[<prev] [next>] [<thread-prev] [thread-next>] [day] [month] [year] [list]
Message-ID: <20190325121628.zxlogz52go6k36on@wfg-t540p.sh.intel.com>
Date: Mon, 25 Mar 2019 20:16:28 +0800
From: Fengguang Wu <fengguang.wu@...el.com>
To: Martin Liu <liumartin@...gle.com>
Cc: akpm@...ux-foundation.org, axboe@...nel.dk, dchinner@...hat.com,
jenhaochen@...gle.com, salyzyn@...gle.com, linux-mm@...ck.org,
linux-kernel@...r.kernel.org, linux-block@...r.kernel.org
Subject: Re: [RFC PATCH] mm: readahead: add readahead_shift into backing
device
Martin,
On Fri, Mar 22, 2019 at 11:46:11PM +0800, Martin Liu wrote:
>As the discussion https://lore.kernel.org/patchwork/patch/334982/
>We know an open file's ra_pages might run out of sync from
>bdi.ra_pages since sequential, random or error read. Current design
>is we have to ask users to reopen the file or use fdavise system
>call to get it sync. However, we might have some cases to change
>system wide file ra_pages to enhance system performance such as
>enhance the boot time by increasing the ra_pages or decrease it to
Do you have examples that some distro making use of larger ra_pages
for boot time optimization?
There are fadvise() based readahead/preload tools that can be more
efficient for such purpose.
>mitigate the trashing under memory pressure.
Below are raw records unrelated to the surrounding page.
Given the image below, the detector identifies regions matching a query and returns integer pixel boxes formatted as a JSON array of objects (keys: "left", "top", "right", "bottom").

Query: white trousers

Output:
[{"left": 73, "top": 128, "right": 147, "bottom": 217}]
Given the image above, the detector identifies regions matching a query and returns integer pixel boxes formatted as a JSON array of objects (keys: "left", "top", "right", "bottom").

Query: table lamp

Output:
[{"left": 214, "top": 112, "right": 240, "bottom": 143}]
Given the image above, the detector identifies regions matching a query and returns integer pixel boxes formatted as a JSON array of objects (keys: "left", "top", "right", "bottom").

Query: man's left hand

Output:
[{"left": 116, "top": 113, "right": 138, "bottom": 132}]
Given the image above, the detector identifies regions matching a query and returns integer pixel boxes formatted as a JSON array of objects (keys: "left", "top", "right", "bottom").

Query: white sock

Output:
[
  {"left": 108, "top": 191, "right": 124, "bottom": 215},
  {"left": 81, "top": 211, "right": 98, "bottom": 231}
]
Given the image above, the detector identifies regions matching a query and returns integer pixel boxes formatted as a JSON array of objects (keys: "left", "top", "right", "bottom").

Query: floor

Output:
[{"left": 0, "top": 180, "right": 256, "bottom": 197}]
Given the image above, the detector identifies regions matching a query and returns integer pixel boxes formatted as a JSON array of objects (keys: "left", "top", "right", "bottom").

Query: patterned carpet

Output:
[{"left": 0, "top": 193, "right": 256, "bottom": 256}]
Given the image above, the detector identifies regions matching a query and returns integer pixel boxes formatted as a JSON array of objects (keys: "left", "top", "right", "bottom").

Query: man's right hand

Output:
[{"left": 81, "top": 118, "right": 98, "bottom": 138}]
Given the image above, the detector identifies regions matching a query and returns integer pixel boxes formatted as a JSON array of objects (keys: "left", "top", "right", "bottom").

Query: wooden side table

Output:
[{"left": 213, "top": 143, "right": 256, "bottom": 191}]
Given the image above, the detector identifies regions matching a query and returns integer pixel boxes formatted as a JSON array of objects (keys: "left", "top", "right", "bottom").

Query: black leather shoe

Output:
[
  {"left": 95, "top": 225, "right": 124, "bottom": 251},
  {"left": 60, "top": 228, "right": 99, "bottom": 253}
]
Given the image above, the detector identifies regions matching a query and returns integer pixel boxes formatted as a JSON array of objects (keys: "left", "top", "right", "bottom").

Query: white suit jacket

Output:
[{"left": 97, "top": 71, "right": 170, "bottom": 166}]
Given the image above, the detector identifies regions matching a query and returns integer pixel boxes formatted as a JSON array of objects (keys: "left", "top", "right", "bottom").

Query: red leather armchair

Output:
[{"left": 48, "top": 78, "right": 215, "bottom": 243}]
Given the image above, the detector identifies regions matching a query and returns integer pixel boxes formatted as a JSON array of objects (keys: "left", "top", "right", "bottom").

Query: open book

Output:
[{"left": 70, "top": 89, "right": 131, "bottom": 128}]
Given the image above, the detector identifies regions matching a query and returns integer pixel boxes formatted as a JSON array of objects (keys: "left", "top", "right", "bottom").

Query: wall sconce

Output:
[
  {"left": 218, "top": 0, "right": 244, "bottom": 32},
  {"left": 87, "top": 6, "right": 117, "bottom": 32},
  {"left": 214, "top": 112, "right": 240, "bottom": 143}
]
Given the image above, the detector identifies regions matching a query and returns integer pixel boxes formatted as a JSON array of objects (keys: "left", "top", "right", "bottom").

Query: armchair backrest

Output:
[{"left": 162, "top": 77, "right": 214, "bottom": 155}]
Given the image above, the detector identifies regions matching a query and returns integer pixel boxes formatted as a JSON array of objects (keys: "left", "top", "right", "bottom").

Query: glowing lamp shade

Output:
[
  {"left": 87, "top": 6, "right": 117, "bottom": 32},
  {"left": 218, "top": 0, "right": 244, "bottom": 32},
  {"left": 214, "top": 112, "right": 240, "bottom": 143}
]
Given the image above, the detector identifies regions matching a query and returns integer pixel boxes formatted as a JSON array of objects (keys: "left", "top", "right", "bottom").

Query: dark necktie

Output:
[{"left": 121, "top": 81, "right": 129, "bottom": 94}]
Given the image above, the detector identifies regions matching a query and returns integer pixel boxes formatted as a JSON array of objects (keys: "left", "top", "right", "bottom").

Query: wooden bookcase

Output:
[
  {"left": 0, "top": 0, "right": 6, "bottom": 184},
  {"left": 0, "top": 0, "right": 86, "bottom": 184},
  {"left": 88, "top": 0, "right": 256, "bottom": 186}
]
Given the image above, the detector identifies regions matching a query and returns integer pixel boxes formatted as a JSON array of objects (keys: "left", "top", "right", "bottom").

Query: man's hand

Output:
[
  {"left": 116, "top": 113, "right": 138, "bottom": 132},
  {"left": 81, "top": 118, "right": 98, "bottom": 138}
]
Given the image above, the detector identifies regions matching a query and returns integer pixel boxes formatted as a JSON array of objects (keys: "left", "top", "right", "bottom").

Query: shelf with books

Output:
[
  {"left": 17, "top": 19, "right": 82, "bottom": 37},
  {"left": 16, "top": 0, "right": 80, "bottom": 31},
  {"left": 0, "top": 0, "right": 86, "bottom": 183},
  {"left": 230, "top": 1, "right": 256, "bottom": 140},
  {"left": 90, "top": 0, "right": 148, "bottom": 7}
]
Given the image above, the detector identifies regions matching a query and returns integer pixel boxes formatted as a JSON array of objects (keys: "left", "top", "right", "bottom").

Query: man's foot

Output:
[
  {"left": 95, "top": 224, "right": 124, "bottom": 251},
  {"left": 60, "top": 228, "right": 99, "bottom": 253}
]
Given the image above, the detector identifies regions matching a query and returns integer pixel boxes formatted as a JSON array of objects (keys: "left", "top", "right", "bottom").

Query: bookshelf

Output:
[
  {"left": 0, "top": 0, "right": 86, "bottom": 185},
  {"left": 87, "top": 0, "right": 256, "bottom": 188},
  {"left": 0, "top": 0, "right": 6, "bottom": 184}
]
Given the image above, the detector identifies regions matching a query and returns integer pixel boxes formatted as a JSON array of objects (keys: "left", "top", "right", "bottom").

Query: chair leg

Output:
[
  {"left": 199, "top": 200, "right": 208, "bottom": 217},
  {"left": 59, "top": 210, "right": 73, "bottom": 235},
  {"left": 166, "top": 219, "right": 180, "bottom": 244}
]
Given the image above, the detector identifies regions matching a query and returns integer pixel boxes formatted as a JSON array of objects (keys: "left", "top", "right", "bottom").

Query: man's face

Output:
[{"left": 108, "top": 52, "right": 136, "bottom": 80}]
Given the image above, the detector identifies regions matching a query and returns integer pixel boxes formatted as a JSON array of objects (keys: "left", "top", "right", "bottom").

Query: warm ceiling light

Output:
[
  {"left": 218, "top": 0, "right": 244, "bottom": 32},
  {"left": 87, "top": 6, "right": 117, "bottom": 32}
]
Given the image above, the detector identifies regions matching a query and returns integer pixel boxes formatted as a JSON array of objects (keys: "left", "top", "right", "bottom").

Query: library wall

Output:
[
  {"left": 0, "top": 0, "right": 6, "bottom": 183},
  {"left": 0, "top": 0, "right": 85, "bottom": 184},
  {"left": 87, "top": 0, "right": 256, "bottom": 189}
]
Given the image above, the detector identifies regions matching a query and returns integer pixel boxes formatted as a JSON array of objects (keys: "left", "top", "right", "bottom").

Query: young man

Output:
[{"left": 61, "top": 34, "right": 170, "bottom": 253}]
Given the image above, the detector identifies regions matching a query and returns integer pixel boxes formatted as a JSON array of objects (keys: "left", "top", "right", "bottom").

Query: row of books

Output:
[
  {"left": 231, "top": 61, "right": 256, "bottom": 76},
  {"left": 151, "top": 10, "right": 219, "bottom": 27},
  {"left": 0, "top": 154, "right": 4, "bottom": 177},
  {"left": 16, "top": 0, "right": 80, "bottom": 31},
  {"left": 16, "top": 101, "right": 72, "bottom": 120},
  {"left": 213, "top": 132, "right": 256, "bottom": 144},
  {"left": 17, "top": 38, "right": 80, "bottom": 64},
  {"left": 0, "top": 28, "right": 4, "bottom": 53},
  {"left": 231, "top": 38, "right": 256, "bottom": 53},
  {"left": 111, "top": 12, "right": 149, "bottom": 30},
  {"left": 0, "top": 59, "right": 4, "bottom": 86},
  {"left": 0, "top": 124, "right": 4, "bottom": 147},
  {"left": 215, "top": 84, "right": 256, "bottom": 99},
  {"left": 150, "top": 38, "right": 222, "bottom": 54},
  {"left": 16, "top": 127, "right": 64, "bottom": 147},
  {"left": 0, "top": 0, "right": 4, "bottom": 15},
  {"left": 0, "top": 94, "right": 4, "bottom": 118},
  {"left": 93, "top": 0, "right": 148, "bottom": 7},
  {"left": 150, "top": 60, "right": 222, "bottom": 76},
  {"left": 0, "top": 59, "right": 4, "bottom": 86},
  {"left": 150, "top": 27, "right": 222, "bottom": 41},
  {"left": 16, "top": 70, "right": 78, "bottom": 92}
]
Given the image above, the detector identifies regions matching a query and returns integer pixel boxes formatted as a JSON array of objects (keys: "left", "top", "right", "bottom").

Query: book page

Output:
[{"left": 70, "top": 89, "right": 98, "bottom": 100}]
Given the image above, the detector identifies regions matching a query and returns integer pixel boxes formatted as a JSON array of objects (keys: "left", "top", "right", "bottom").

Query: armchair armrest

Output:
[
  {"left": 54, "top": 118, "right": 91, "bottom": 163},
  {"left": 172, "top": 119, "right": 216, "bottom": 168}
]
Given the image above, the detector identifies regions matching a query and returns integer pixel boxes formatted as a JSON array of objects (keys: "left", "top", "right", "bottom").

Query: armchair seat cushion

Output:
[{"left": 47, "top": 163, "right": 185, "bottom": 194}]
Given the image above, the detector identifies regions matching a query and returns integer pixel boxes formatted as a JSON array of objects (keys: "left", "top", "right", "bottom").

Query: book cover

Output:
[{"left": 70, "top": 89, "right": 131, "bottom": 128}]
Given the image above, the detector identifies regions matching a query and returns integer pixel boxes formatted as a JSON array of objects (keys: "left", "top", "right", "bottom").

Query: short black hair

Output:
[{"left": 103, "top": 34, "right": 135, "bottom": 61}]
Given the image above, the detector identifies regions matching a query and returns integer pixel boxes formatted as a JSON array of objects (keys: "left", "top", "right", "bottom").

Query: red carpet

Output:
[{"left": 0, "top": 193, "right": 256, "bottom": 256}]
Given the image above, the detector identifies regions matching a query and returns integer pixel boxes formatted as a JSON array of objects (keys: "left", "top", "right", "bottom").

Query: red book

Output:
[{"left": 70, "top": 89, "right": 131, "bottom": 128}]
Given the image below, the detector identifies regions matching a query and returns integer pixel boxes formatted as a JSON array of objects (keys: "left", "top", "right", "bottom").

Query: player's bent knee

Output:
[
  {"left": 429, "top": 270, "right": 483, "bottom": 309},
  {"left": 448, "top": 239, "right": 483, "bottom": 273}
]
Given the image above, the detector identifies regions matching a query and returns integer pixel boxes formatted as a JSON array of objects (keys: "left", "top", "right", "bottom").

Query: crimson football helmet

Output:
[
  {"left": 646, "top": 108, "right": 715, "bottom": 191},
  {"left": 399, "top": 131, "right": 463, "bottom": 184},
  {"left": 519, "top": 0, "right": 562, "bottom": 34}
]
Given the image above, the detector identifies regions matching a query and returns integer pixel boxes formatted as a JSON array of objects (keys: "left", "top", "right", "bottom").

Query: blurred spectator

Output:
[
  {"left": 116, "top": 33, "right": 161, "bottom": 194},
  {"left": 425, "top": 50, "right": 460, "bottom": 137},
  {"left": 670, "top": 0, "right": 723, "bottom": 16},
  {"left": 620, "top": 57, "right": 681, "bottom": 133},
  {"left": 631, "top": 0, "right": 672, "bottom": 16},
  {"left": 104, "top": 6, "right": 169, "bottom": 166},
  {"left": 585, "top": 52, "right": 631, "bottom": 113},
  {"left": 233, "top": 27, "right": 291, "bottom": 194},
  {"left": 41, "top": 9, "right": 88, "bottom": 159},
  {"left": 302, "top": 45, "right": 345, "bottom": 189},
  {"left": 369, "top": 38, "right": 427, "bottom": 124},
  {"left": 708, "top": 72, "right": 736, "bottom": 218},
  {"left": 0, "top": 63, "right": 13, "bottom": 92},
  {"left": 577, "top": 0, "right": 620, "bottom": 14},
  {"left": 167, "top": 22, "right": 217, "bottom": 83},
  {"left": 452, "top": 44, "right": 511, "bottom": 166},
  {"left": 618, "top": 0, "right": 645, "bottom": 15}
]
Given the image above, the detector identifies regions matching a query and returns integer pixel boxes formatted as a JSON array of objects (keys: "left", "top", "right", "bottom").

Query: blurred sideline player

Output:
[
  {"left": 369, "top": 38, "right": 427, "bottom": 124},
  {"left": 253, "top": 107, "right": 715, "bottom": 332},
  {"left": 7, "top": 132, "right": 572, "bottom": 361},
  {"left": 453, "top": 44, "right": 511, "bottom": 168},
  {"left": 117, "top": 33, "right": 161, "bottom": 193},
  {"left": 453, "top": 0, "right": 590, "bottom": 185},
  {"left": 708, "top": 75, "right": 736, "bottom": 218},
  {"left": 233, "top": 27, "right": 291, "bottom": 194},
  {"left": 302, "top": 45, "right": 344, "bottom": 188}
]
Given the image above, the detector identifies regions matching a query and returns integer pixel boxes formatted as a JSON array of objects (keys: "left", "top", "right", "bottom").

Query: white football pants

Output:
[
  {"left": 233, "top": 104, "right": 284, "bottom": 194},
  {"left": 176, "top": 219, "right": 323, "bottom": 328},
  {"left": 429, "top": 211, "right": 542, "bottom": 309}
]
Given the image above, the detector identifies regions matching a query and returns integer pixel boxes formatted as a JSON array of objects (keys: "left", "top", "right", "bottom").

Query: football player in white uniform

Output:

Those are the cases
Suppose N read streams with equal read speed. The thrash-free memory
requirement would be (N * 2 * ra_pages).
If N=1000 and ra_pages=1MB, it'd require 2GB memory. Which looks
affordable in mainstream servers.
Also we have try_context_readahead() that's good at estimating the
thrashing free readahead size -- as long as the system load and
read speed remains stable, and node/zone reclaims are balanced.
For normal systems w/o huge number slow read streams, e.g. desktop,
reducing ra_pages may save a little memory by reducing readahead
misses, especially on mmap() read-around. Though at the risk of more
number of IOs. So I'd imagine desktops with 1GB or fewer memory
to really need worry about conservative readahead size.
>we need to globally and immediately change this value. However,
Such requirement should be rare enough?
OTOH, the current Linux behavior of "changing ra_pages only changes
future file opens" does seem not a typical end user would expect and
understand.
>from the discussion, we know bdi readahead tend to be an optimal
>value to be a physical property of the storage and doesn't tend to
>change dynamically. Thus we'd like to purpose readahead_shift into
>backing device. This value is used as a shift bit number with bdi
>readahead value to come out the readahead value and the negative
>value means the division effect in the fixup function. The fixup
>would only take effect when shift value is not zero;otherwise,
>it returns file's ra_pages directly. Thus, an administrator could
>use this value to control the amount readahead referred to
>its backing device to achieve its goal.
Sorry but it sounds like introducing an unnecessarily twisted new
interface. I'm afraid it fixes the pain for 0.001% users while
bringing more puzzle to the majority others.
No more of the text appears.